Un enfant sur deux né après 2000 vivra jusqu’à 100 ans et, à partir de 85 ans, une personne sur deux n’a plus toute sa tête. Un constat dressé par le Pr Baulieu qui justifie que l’on mette les moyens* sur la recherche en matière de démences séniles. Les démences vasculaires sont en l’occurrence minoritaires et les tauopathies, au sein des maladies neurodégénératives, les plus importantes, au moins numériquement.

L’hyperphosphorylation de la protéine TAU (pour Tubulin Associated Unit), mais encore ses formes tronquées, son agrégation en « buissons » ou le mode de propagation de cette tau anormale (prion-like), est associée à la progression de la démence.

Dès 2010, l’équipe du Pr Baulieu, devenu « tauoiste » (sic) par la force de ses découvertes, avait mis en évidence l’interaction entre la protéine tau et la protéine FKBP52 (découverte en 1992 dans le cadre de ses recherches sur les neurostéroïdes) qui se lierait à la tubuline et inhiberait sa polymérisation, s’opposant ainsi à l’accumulation de tau dans les neurones et à la formation de microtubules.

Une étude chez les poissons-zèbres

Grâce à la Résonance magnétique nucléaire, la proximité géographique de l’une et l’autre protéine a depuis été confirmée et les anomalies protéiques mises en lumière, acide aminé après acide aminé. Sur le cortex temporal et frontal de malades décédés d’une démence sénile (Alzheimer ou autres démences) provenant de la cérébrothèque de la Salpêtrière (Paris), ils ont ensuite constaté l’effondrement (de 75 %) de la protéine FKBP52, associé à une hyperphosphorylation de Tau, ce qui confortait l’hypothèse qu’une moindre concentration de cette protéine in situ pourrait être à l’origine de la maladie. Enfin, en 2014, la proximité non seulement physique, mais fonctionnelle des deux protéines, Tau et FKBP52, a été révélée, la seconde modifiant la conformation de Tau pathologique et son fonctionnement.
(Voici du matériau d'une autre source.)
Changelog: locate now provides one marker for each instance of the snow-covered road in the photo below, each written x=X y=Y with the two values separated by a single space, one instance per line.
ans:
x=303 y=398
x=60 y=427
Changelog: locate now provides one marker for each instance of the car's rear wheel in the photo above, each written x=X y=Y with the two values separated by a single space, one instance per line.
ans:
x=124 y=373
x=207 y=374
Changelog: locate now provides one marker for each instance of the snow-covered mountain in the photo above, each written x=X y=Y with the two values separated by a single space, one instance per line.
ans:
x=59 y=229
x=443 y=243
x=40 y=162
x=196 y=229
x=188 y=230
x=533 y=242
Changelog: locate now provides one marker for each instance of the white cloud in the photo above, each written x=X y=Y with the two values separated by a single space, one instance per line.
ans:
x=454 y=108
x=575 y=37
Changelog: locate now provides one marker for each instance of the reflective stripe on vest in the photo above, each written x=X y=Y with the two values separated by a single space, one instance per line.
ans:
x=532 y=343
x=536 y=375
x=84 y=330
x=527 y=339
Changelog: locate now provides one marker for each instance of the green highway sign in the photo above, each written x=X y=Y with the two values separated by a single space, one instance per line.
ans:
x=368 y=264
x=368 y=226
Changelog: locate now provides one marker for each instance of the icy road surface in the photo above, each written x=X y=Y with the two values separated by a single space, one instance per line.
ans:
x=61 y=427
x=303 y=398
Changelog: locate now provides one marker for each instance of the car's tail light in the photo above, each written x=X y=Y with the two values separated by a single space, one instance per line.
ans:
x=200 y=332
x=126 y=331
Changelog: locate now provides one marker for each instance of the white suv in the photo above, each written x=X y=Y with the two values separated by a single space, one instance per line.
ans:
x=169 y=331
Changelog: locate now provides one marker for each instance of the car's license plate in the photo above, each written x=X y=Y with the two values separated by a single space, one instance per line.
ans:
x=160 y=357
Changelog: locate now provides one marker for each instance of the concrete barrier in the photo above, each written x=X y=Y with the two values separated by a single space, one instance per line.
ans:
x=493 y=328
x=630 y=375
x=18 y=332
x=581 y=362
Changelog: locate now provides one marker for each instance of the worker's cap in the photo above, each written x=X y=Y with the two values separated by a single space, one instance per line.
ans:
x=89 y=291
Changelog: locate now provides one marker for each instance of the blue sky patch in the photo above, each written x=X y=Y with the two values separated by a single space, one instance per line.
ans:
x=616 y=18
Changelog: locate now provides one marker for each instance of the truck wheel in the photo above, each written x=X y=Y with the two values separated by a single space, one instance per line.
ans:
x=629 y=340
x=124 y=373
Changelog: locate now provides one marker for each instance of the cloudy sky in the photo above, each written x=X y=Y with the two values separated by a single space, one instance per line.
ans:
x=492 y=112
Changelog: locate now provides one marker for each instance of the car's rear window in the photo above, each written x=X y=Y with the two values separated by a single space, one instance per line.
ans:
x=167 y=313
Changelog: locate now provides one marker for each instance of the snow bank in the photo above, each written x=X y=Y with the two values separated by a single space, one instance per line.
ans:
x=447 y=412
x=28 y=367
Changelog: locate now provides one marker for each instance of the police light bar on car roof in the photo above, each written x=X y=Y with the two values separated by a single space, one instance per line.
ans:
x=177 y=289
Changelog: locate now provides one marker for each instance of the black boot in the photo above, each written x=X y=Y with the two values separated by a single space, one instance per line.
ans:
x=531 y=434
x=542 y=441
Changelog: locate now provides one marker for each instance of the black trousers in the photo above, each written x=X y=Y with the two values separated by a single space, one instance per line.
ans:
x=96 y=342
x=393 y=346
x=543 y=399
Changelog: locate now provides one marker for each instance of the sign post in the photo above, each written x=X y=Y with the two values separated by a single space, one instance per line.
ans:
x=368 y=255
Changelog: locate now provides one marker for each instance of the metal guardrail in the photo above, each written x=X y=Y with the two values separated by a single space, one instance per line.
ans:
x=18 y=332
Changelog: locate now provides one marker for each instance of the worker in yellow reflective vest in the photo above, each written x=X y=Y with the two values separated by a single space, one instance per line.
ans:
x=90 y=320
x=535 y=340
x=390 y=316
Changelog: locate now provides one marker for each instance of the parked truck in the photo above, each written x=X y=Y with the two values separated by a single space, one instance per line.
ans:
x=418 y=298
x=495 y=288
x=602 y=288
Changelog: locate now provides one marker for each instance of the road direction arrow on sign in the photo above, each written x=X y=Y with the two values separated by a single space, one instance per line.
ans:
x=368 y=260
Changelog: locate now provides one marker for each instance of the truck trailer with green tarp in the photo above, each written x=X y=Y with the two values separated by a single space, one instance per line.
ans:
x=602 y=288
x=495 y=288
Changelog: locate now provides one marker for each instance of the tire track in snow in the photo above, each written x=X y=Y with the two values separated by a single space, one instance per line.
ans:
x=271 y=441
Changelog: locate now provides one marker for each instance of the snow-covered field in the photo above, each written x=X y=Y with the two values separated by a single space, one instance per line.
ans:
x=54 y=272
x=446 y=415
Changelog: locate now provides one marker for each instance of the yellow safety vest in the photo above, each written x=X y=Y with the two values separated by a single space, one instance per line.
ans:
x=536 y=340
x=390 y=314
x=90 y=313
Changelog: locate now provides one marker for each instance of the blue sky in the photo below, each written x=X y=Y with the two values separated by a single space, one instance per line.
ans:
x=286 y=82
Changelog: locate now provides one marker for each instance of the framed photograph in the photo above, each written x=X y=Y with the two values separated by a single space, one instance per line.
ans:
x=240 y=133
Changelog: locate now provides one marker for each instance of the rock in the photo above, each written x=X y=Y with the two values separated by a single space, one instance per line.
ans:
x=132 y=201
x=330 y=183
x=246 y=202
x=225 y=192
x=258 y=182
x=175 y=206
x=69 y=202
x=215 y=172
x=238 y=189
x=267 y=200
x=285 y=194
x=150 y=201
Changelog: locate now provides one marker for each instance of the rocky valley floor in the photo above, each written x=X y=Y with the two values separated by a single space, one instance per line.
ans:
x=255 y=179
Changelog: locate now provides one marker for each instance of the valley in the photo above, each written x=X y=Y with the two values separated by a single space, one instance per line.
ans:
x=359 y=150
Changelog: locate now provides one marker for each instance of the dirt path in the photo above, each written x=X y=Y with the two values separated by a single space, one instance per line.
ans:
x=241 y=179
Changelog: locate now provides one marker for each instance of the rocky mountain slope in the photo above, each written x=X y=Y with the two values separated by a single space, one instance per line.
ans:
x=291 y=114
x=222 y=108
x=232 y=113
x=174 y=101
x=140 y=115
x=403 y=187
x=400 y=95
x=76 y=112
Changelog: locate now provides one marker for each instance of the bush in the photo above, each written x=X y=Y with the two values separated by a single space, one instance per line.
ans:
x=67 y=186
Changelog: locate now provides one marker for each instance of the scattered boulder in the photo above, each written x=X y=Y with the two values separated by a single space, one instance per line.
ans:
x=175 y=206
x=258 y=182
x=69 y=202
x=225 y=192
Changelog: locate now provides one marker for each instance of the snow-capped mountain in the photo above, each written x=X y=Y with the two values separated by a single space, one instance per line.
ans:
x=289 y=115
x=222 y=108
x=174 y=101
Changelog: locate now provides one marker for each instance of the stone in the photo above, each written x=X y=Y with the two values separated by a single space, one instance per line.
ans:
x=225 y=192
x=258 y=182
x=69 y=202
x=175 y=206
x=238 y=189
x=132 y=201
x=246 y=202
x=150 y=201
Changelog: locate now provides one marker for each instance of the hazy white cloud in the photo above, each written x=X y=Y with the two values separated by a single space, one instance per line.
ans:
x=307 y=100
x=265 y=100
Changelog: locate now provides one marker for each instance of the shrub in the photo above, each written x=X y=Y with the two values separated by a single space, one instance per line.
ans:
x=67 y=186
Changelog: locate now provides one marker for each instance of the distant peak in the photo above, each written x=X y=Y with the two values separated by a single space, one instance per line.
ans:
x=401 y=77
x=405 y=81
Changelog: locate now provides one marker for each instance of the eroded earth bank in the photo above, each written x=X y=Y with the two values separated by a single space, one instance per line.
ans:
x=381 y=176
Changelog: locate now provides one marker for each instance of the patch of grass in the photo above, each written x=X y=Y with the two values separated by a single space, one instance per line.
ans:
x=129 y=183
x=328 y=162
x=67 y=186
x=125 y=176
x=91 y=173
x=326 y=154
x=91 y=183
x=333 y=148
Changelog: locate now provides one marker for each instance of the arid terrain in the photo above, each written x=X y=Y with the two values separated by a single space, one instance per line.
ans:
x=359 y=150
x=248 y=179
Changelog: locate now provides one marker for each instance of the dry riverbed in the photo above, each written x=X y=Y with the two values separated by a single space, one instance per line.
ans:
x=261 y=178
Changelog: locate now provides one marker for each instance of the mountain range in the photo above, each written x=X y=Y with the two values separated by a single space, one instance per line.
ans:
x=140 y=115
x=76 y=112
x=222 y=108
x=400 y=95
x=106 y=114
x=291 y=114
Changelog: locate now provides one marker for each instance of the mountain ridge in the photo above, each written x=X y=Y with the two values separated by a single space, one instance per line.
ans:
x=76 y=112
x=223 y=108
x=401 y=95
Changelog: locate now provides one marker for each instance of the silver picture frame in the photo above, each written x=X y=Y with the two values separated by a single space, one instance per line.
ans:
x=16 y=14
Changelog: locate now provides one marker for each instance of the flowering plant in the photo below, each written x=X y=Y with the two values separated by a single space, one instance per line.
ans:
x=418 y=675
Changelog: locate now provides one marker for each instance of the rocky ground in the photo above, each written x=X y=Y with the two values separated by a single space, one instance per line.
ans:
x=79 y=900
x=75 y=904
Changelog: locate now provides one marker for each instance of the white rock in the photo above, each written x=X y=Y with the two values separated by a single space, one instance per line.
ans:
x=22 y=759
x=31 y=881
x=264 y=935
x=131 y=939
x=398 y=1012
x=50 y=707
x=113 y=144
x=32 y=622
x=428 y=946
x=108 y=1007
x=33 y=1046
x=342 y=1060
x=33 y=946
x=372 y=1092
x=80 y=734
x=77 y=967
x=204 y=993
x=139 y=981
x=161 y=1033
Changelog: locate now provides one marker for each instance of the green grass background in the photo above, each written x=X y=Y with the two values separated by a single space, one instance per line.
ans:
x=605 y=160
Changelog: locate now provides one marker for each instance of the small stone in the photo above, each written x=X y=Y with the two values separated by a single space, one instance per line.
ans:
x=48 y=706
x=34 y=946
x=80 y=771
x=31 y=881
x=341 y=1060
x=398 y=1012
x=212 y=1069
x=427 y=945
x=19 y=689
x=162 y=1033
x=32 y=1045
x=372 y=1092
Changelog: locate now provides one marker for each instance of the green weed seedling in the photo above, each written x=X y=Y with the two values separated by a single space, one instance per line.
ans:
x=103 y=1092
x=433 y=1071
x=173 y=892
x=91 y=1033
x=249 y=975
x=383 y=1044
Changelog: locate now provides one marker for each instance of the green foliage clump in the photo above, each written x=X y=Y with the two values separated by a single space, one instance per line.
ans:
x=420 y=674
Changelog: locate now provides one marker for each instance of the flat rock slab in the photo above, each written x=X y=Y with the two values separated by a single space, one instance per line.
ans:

Dernière étape, in vivo cette fois, la preuve de concept, qui vient de faire l’objet d’une publication*, conduite sur des poissons-zèbres, animal modèle de Tau humaine pathologique chez lequel une guérison a été constatée, in vivo, avec l’introduction d’une FKBP52 (qui modifie les acides aminés altérés de Tau), du point de vue biochimique donc et comportemental : le poisson redevient capable de fuir le contact alors qu’il était jusqu’ici inerte. « Nous avons découvert une protéine efficace qui peut être stimulée ou modifiée et qui peut être utilisée comme une arme contre les anomalies de la protéine Tau », a souligné le Pr Baulieu.

Pour les prochaines étapes, il s’agit de savoir s’il existe un « seuil d’insuffisance » de la protéine FKBP52, en deçà duquel les conditions de survenue d’une maladie d’Alzheimer sont en place. Un certain nombre de prélèvements de liquide céphalo-rachidien sont nécessaires, de sujets sains ou malades, afin de doser la protéine. Il convient par ailleurs de sélectionner des ligands pharmacologiques de FKPB52 qui dynamisent la FKBP52 contre Tau, et bien sûr s’assurer de leur innocuité.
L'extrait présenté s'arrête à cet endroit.